Welcome to Rule of Clarity: Applied to Infrastructure as Code, in this post I am going to go over the rule of clarity, and why it's important to your scripts, playbooks, modules and recipes.

What is the Rule of Clarity?
Simply put, the rule of clarity tells us that we should be writing code for communication to ourselves and other developers, and we should not be writing code for cleverness or looking cool with some obscure function.

When writing functions or components or roles or any piece of code, you should be writing for clarity in that you should never trade off a small performance gain for obscurity and complexity.

You should strive to write your code to be read like a book. You can start reading that book and gain context about the topic fairly quickly. You should understand the story your code is trying to tell you when finished.

Having easy to read and understand code is much easier to debug and maintain than overly complex and clever code. If you're reading and re-reading your code after coming back to it or another developer is doing the same to your code... It's time to consider refactoring it into something a bit clearer.

If there is no way around the complexity of a function and a deadline is looming, then this is where comments can help, but comments are not a crutch for poor naming and clearly written code.

Self-Documenting Code

To me, code should also be self-documenting, comments are fine, but they often become stale and outdated. Some people tend to put a lot of effort into their code comments with little regard into the code itself.

While the below are extremely oversimplified bash examples, the difference in the two is clear. If I come back months later to code that is written in the style of the first example, it will take me a lot longer to get a solid understanding of what is happening vs the second example, where I can get up to speed a lot quicker.

#Not Self-Documenting:
for X in myFile; do  
  # do something with ${X} ...
# Self-Documenting:
for HOSTNAME in hostInventory; do  
  # do something with ${HOSTNAME} ...

Name With Meaning

If you have been following along, then you know I do not advocate one tool over another, but prefer to adhere to a set of principles. This is not a comparison of ansible vs puppet vs salt vs chef. However, this is to demonstrate, that no matter your choice of configuration management, you need to give your variables meaning.
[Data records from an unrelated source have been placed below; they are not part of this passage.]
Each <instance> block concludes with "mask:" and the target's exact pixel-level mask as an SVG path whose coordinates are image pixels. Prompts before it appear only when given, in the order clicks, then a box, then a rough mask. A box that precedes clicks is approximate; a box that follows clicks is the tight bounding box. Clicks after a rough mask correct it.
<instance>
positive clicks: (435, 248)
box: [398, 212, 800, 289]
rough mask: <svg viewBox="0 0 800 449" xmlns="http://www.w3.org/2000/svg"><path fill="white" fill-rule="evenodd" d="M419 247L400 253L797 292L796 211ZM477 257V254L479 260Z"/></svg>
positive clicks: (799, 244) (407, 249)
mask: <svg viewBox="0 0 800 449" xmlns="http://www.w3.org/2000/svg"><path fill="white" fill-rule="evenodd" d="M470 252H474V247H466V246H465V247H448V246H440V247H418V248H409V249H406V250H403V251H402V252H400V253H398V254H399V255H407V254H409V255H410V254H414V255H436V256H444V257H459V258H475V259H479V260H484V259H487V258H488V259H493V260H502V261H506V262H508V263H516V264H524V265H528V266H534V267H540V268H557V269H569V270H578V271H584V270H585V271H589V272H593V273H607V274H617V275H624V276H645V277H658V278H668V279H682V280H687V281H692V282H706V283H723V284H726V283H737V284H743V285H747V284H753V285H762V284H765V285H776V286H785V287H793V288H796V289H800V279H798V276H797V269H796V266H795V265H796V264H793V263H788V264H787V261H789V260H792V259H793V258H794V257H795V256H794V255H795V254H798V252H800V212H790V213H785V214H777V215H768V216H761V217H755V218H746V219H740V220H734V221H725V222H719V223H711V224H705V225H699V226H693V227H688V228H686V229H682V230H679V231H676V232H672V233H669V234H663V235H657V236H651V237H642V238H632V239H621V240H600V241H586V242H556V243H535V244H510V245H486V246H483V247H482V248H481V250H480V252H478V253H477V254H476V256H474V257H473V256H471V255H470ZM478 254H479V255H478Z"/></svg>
  config_file_path:  '/etc/nginx/nginx.conf'
  config_file_mode:  '0644'
  config_file_owner: 'nginx'
  config_file_group: 'nginx'


  $config_file_path  = '/etc/nginx/nginx.conf'
  $config_file_mode  = '0644'
  $config_file_owner = 'nginx'
  $config_file_group = 'nginx'

Notice this is a common sense approach. Config File Path is a lot clearer than say Path, path to what? Variable length shouldn't matter and should be clear and descriptive. This is self-documenting. You will not require superfluous comments peppered throughout your code when your code speaks for itself.

comments are no excuse for poor naming

This does not just apply to variables, but names of roles and components. This applies to everything that you provide a name for. Do not simply name something off the top of your head or provide a temporary name only to forget its purpose down the road.

When we go into the Rule of Least Surprise, this will become clearer as when names provide meaning, it's easier on the consumers of your automation as well, not just on the developers.